At this time we are in the process of applying for an NEH grant to turn our information and thought processes into a real standard for archaeology. We have proposed the Flowerdew Hundred collection as our testbed, along with the Robert L. Van Nice Collection of artifacts relating to Hagia Sophia, which is held by Dumbarton Oaks Research Library of Harvard University, in Washington, DC. Our hope is that we can develop a resource description framework for archaeology that will allow linked data to be prepared for this type of material, so we can truly share what we know. Even if the grant does not materialize, we intend to keep that goal in mind as we move forward.
The cloud-based nature of Shared Shelf has already been helpful in interesting ways. The ART-VRC in the Art Department at UVA, our main local Shared Shelf partner, has experimented with a Shared Shelf project for a graduate student in Art History, who is collecting study images for her dissertation.
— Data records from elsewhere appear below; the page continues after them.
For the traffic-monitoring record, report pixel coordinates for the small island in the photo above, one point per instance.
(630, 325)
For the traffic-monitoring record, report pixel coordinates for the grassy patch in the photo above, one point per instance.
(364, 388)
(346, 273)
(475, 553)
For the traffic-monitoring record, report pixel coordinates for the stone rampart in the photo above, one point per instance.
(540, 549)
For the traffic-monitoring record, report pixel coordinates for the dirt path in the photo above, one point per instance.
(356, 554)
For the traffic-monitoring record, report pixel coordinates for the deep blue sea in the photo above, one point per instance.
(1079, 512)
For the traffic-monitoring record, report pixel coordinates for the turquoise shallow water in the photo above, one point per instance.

This will allow her to pursue her fieldwork in Italy, reference copies of her images, and add metadata relevant to her research without having to store the images and data on a computer that might be damaged or stolen in the field. When her dissertation is complete, she will be given an export of her data to add to her file of stored images and the project will be taken down.
In a somewhat similar fashion, Lucie will be able to use Shared Shelf as she does fieldwork in Greece this June. She can upload images of the potsherds she is studying and add data that will be safely stored and be available to scholars at UVA and in other places in real time, as well as to her when she returns.
We hope to use Shared Shelf as a platform for sharing not only the inputting of data on a local level, but eventually to share data as it is added with other institutions as well as among ourselves. We have had discussions with ARTstor about how this might be accomplished with regard to an Anthropology project that we are implementing with the University of California at San Diego. The UVa faculty member whose material it is will perform most of the metadata creation. Experts from UCSD will also add their expertise to the data stream, so that when the project is finished the material can be added to UCSD’s Melanesian Archive. The faculty member is also interested in pursuing means of allowing the subjects of her study in Melanesia to view the images of themselves through the site.
In addition, we are investigating ways of extracting the information and images added to Shared Shelf by means of scripting so that the owners as well as other users can use it to create other paths to these riches, through Omeka, Drupal, or Wordpress. Once images and data have been added to one database accessible from the cloud through the web, it should be possible to recombine this material in many exciting ways.
This concept of many different people in many different places contributing to the data about images is, we believe, the most exciting aspect of the Shared Shelf model. My personal expertise is in American architectural history, so I look forward to the prospect of having input from image specialists in other areas. Contributions can be made not only from across a single university but from across the country, or across the world.